I’m not talking about memories of peak experiences, those moments of epiphany, ecstacy or loving tenderness that anyone would treasure, or the times of embarrassment, ugliness and despair that we would rather not remember at all, but that sometimes force themselves into consciousness. The  impressions I am left with are of mundane days and places, of walking down a road, entering a house, standing in a shop, sitting in an armchair watching the rain run down the window; specific, recognisable places and people and situations, but with nothing to mark them out from the other inconsequential quotidian moments that form the bulk of everyone’s lives.

When I read Slaughterhouse 5, I was struck by Billy Pilgrim’s coming ‘unstuck in time’. Perhaps this was what was happening to me, I though. I had drifted into my past life for some time, then returned a second or less after I left: the pang I felt was a sweet distillation of all the feelings I had experienced in that time, the impression merely the last thing I had experienced before I snapped back to the present.

Later, I flirted with the idea of backwards causality, that the reason these humdrum moments from the past were freighted with specialness was precisely because they would zap me in the future, lending a tinge of epiphany to the everyday; the more times a particular moment came back, the more intense the feeling. Suppose, I thought, that rather than the steady gradient or parabola usually employed to map out the passing of a lifetime, it was instead a squiggly scribble, the ravelled aftermath of a cosmic kitten pouncing on the unspooling thread. Perhaps these moments were nodes and knots in the general tangle.

Anyway, that’s by the by. I’m writing this now because I’ve had many of them over the past few weeks, bouncing me back into my past so often that yesterday I spent hours on Google Earth tracking down and looking at virtually every house I’d ever lived in, or even, at times, at the empty ground where they used to be, streets I had walked and the parks I had played in, looking for some clue to my psychic geography in the comfort of maps.

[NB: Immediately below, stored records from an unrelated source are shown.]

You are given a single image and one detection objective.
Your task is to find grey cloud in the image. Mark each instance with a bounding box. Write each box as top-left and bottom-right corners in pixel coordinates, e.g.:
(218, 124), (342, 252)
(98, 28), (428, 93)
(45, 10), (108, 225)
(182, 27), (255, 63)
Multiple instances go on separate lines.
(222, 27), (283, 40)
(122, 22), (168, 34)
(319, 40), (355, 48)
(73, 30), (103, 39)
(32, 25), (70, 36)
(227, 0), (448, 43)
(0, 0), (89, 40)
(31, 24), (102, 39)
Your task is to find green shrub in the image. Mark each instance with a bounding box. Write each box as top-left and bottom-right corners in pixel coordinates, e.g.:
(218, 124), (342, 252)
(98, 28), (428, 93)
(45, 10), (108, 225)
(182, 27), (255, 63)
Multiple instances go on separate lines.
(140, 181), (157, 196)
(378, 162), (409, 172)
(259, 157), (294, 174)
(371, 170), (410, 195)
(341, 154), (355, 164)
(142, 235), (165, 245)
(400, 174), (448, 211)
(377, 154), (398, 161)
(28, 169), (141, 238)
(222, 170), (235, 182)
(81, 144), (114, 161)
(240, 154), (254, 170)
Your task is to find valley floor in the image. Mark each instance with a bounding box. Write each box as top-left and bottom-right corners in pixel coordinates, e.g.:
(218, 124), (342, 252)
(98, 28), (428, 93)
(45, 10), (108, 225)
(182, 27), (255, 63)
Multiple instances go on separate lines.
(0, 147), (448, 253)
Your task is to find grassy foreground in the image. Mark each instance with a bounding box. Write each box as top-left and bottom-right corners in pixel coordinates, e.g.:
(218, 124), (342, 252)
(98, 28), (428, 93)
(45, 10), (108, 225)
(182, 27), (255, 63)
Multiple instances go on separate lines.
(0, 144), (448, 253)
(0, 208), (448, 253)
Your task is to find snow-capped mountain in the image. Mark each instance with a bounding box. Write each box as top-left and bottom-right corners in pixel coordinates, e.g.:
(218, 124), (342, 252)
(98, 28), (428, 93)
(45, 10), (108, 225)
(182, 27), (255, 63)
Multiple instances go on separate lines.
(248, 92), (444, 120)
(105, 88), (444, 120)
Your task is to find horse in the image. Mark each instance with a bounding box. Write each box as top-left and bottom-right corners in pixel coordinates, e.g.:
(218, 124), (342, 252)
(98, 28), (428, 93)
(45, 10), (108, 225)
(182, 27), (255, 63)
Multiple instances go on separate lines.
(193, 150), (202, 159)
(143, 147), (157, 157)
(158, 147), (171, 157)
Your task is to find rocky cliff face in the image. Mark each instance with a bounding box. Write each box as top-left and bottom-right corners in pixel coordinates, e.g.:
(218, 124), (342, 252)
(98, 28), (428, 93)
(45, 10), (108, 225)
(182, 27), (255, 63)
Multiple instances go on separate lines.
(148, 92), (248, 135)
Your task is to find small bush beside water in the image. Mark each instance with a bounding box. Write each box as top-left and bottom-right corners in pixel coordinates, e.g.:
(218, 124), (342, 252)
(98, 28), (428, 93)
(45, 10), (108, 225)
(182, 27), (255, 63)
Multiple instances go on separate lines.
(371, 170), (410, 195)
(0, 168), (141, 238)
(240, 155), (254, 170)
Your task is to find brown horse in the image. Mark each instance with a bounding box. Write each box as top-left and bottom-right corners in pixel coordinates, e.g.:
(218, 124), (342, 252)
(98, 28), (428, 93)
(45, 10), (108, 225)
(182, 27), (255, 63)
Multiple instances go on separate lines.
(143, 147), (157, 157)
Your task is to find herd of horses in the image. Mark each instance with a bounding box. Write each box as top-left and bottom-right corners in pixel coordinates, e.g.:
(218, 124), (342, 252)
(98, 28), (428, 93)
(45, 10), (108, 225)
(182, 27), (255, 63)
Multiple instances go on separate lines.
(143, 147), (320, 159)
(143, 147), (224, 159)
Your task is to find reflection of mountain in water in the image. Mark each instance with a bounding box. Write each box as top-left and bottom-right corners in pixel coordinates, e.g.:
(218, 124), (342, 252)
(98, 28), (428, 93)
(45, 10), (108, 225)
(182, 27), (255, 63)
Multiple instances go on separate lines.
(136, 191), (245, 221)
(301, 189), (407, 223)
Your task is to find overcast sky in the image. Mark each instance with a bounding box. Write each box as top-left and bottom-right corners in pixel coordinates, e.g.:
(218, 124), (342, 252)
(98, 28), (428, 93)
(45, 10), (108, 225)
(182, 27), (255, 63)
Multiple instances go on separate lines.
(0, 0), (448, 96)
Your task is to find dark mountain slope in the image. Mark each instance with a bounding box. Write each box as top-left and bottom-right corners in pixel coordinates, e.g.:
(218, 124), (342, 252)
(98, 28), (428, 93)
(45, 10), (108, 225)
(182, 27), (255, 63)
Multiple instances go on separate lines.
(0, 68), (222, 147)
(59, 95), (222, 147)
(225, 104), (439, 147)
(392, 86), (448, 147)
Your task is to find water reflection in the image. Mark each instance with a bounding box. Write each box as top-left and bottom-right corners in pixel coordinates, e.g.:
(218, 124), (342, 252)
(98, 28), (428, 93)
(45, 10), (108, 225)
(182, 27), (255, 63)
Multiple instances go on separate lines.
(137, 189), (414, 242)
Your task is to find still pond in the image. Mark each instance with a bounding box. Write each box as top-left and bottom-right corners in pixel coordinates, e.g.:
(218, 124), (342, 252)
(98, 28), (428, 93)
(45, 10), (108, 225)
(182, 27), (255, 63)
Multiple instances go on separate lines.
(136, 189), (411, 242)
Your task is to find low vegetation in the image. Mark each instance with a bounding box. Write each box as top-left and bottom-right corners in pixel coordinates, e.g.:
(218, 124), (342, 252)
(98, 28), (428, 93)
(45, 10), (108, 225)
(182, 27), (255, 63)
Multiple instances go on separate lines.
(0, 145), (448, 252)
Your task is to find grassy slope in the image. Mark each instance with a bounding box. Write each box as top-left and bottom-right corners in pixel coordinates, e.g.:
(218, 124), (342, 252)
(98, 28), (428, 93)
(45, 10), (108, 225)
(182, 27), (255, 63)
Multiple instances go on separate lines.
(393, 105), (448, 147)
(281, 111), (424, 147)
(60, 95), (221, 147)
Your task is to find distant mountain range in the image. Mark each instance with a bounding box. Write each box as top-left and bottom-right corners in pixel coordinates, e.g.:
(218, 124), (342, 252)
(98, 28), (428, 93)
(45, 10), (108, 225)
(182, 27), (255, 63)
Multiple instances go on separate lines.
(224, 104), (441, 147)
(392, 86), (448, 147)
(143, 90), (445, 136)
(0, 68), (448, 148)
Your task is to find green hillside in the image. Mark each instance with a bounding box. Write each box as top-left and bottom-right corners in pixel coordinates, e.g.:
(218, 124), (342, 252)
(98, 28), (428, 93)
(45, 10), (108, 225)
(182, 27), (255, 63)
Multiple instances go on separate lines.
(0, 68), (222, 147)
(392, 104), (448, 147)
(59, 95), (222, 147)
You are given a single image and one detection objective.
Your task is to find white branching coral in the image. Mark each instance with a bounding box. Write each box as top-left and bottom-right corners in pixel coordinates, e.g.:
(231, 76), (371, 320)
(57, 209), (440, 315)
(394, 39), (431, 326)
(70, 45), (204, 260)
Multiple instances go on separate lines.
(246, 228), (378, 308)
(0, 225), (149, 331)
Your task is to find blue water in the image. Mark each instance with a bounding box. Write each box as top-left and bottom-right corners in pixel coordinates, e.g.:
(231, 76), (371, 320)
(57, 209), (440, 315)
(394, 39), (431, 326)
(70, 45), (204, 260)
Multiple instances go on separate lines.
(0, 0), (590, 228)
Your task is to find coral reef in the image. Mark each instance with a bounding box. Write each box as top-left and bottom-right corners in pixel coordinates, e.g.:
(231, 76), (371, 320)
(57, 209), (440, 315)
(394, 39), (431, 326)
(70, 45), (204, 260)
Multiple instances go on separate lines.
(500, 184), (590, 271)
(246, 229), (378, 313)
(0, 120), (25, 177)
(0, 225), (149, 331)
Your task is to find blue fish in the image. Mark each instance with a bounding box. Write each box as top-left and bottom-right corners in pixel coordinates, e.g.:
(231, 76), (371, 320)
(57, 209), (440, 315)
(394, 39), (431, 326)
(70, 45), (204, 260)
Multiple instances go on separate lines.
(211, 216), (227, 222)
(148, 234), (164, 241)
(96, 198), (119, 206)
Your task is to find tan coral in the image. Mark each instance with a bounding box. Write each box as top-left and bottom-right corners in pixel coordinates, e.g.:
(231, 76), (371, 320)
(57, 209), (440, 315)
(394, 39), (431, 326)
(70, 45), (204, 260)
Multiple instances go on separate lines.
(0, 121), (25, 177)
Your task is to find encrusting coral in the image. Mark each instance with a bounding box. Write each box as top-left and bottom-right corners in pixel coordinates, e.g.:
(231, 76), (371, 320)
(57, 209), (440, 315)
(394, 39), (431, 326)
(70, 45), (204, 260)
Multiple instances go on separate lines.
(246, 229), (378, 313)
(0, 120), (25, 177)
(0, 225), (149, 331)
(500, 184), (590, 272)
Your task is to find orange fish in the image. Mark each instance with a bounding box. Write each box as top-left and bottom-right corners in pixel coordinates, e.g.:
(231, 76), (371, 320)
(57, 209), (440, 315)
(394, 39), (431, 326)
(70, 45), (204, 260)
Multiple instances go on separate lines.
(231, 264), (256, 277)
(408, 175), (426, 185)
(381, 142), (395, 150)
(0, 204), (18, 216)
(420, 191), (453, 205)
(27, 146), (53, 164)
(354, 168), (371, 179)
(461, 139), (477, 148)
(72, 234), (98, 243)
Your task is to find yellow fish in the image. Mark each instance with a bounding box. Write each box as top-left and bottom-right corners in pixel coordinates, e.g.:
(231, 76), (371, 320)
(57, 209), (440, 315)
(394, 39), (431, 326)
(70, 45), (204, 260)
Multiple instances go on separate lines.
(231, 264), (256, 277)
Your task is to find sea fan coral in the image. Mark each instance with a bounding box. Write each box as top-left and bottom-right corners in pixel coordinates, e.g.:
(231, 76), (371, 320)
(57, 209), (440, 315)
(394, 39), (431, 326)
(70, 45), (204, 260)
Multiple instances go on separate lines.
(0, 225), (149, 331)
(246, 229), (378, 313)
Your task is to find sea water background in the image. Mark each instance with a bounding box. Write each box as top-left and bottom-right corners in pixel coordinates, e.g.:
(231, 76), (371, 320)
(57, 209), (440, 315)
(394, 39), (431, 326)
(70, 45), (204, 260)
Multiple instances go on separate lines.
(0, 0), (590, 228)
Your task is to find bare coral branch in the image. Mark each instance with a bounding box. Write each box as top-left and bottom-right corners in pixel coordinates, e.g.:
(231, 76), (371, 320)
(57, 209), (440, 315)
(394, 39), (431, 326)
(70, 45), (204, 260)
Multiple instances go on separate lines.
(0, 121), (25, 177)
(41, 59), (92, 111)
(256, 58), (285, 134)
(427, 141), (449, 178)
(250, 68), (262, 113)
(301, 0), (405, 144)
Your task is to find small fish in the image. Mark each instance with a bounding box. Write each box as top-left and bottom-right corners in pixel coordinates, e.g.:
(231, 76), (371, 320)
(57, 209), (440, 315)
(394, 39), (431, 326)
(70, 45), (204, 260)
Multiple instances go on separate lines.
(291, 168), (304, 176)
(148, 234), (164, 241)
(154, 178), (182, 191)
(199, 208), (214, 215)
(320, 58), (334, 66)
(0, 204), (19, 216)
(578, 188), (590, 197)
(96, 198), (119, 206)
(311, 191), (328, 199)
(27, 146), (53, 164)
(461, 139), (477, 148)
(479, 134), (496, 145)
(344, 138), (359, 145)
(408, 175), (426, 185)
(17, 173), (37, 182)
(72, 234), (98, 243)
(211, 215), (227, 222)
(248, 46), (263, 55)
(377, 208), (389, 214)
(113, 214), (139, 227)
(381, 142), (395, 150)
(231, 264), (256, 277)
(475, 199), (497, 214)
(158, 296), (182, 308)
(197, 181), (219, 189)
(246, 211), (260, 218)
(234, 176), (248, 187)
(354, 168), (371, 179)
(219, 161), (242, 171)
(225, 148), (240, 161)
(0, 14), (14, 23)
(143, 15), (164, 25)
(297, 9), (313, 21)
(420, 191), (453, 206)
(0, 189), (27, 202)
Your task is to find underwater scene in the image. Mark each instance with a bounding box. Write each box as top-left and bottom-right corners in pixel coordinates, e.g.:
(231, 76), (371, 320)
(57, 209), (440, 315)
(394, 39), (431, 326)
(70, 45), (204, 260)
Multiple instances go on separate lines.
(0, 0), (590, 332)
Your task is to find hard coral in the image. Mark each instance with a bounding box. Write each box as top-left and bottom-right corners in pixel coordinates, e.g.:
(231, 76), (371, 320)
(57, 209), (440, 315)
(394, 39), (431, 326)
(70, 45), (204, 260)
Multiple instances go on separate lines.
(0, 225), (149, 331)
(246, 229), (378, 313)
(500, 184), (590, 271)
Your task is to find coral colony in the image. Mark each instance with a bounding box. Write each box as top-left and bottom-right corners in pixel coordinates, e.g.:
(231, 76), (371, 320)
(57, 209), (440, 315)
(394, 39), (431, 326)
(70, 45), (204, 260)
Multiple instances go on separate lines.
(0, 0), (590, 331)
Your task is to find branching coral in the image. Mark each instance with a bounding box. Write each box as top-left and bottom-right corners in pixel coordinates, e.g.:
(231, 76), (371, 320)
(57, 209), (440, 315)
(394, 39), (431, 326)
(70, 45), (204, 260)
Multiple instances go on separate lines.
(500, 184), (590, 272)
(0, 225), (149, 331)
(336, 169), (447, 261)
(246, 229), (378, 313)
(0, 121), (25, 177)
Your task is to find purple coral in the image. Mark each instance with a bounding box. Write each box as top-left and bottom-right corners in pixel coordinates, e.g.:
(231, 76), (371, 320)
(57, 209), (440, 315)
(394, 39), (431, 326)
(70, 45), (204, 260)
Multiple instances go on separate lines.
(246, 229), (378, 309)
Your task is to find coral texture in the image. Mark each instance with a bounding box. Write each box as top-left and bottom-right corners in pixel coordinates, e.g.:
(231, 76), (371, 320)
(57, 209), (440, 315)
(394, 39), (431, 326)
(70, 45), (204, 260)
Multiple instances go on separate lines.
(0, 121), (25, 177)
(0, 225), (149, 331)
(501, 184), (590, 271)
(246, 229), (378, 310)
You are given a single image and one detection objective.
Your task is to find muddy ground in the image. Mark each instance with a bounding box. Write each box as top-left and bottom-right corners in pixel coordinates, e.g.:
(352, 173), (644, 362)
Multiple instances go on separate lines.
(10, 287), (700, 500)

It’s possible that this increased frequency has something to do with the arrival and dispatch of the Xmas hashish, but to suggest that this is the sole cause not only insults my poetic, Romantic and self-mythologising sensibilities, but also too simplistic. I had memory leaks before I ever smoked anything, and in the last forty years of being an on and off dope fiend I’ve never noticed any particular correlation.

What led me to post this is a thought I had walking up the hill through the village, a swirl of fine rain, rivulets of red earth trickling from the front gardens of the cottages on the hill {oh, and then, as I wrote that, another leak, of walking on the very edge of the pavement an my way to my junior school along Philip Lane in Tottenham, fascinated by the way water was running through the gutters, eroding and making valleys in what I assume now must have been builder’s sand, shaping and reshaping, making shifting patterns; the accompanying feeling, an incongruous melancholy}. I’ve often heard it said that people’s lives flash before them before they die (although how do those who say this actually know?), not so much a leak as a dam burst of memory, a flood that scours the landscape and carries away all traces of life and industry. What if these memory leaks are a harbinger of this event, and their increased frequency an indication of its proximity?

Maybe it’s time to head for the higher ground.